Question

Prove that the given number is irrational
$\sf3 + 2\sqrt{5}$

Answer 1

Given: 3 + 2√5

To prove: 3 + 2√5 is an irrational number.

Proof:

Let us assume that 3 + 2√5 is a rational number.

So, it can be written in the form a/b

3 + 2√5 = a/b

Here a and b are coprime numbers and b ≠ 0

Solving 3 + 2√5 = a/b we get,

=>2√5 = a/b – 3

=>2√5 = (a-3b)/b

=>√5 = (a-3b)/2b

This shows (a-3b)/2b is a rational number. But we know that √5 is an irrational number.

So, it contradicts our assumption. Our assumption of 3 + 2√5 is a rational number is incorrect.

3 + 2√5 is an irrational number

Hence proved

Answer 2

First things first, we know that $\sqrt{5}$ is irrational. We need proof.

Proof

It is a real number such that $2<\sqrt{5}<3$ and $(\sqrt{5} )^2=5$, so first, let's assume it is a rational number.

$\dfrac{p}{q}=\sqrt{5}\implies \dfrac{p^2}{q^2} =5\Longleftrightarrow p^2=5q^2$ ...[I]

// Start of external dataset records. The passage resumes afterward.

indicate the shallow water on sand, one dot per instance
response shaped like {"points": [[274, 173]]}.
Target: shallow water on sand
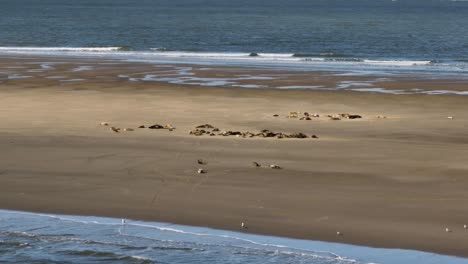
{"points": [[46, 238]]}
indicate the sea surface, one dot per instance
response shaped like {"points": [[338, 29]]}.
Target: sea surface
{"points": [[47, 238], [390, 35]]}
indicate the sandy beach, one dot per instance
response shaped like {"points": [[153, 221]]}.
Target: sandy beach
{"points": [[396, 182]]}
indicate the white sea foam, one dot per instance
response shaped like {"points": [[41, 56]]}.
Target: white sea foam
{"points": [[68, 49], [16, 76], [73, 80], [301, 87], [82, 68]]}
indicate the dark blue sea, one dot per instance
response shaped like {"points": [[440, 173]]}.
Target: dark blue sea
{"points": [[45, 238], [381, 35], [407, 35]]}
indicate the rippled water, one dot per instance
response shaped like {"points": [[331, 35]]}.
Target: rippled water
{"points": [[409, 34], [45, 238]]}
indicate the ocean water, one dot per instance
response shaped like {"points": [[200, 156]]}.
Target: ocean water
{"points": [[401, 35], [46, 238]]}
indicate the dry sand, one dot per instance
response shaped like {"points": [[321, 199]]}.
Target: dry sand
{"points": [[394, 182]]}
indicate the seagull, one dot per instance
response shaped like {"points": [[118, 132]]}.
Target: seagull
{"points": [[274, 166]]}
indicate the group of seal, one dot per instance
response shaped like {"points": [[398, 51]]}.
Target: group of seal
{"points": [[308, 116], [210, 130], [155, 126]]}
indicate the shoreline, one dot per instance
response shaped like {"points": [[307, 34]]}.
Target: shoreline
{"points": [[340, 251], [396, 182]]}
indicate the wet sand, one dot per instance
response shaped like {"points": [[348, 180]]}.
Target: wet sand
{"points": [[394, 182]]}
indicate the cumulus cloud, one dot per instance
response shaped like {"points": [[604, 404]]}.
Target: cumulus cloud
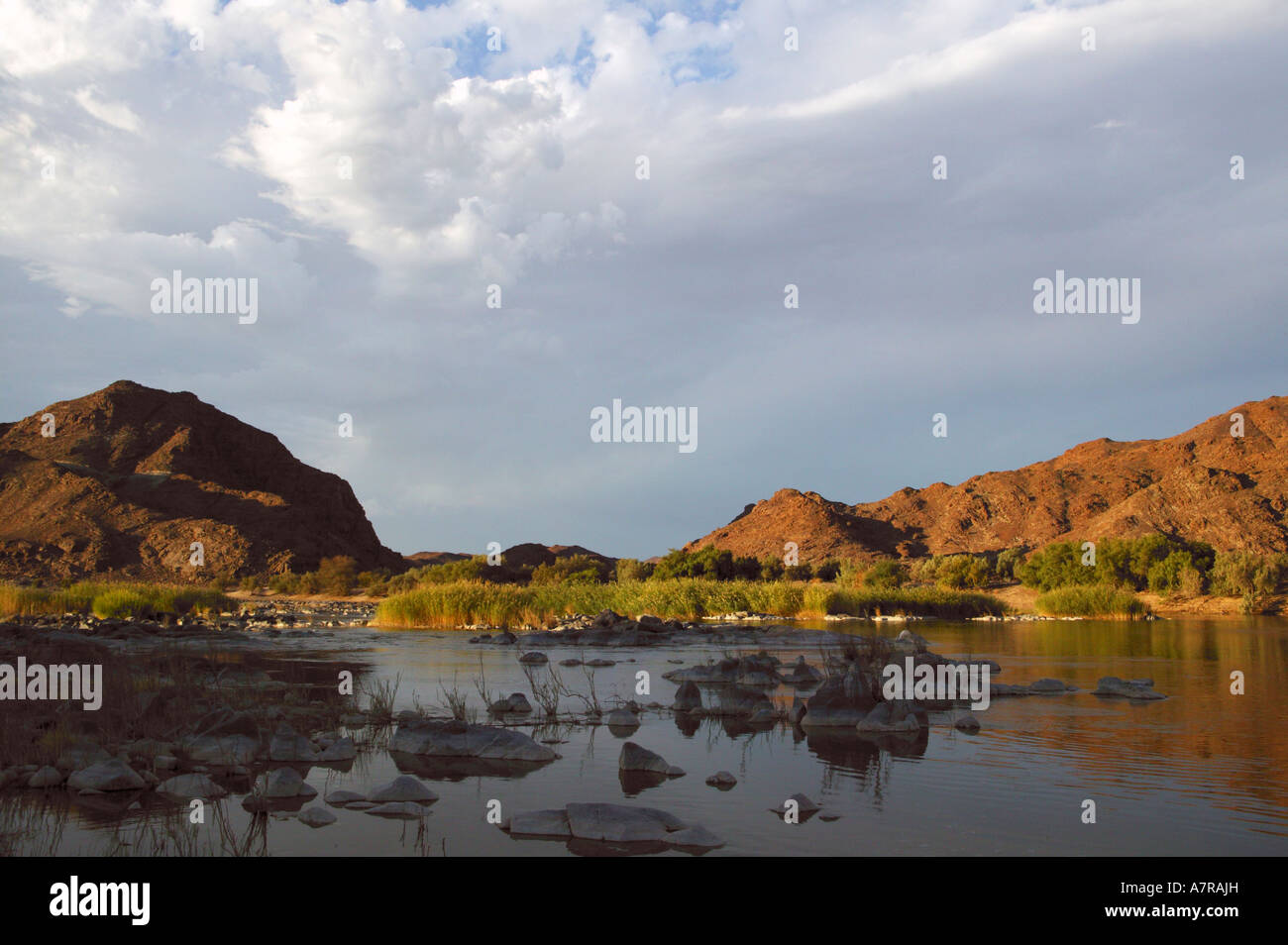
{"points": [[377, 166]]}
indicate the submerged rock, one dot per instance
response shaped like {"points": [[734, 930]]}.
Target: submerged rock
{"points": [[288, 744], [220, 750], [286, 782], [1127, 689], [841, 700], [402, 788], [636, 759], [343, 798], [406, 810], [189, 786], [688, 698], [897, 714], [545, 823], [112, 774], [317, 816], [460, 739]]}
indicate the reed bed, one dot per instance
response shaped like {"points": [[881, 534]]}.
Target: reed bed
{"points": [[1091, 600], [111, 600], [501, 605]]}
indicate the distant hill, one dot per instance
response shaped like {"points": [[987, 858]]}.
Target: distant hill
{"points": [[1203, 484], [134, 475]]}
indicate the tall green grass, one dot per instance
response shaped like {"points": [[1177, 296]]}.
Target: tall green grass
{"points": [[1090, 600], [477, 601], [110, 600]]}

So, $p$ is a multiple of 5.

∵[I] $p=5k\implies p^2=25k^2$ ...[II]

∵[II] $25k^2=5q^2\Longleftrightarrow 5k^2=q^2$, so $q$ is a multiple of 5.

So, $p$ and $q$ are both divisible by 5, even if we choose coprime numbers. This is a contradiction.

Such rational numbers do not exist, so the assumption was wrong.

So it is an irrational number.

Now we can prove $3+2\sqrt{5}$ is irrational.

Solution

$3+2\sqrt{5}$ is a real number.

Let $\dfrac{m}{n} =3+2\sqrt{5}$.

Then eventually we get $\sqrt{5} =\dfrac{m-6n}{2n}$.

Is $\dfrac{m-6n}{2n}$ a rational number? Yes. Is $\sqrt{5}$ a rational number? No.

Hence a contradiction and our assumption was wrong, so $3+2\sqrt{5}$ is not a rational number.

So $3+2\sqrt{5}$ is an irrational number.

Additional Information

We are solving based on this fact:

'If a real number is not a rational number, it is an irrational number.'

Let's see what we can prove if we ignore 'real number'.

Assume $\dfrac{p}{q} =\sqrt{2} i$. Then $\dfrac{p^2}{q^2} =-2$ so $p^2=-2q^2$. ...[I]

We see $p$ is divisible by $-2$.

∵[I]  $p=-2k \implies p^2=4k^2$...[II]

∵[II] $4k^2=-2q^2\Longleftrightarrow -2k^2=q^2$, so $q$ is divisible by $-2$.

Hence our assumption that $\sqrt{2} i$ is a rational number fails. Then, $\sqrt{2} i$ is an irrational number, or a real number.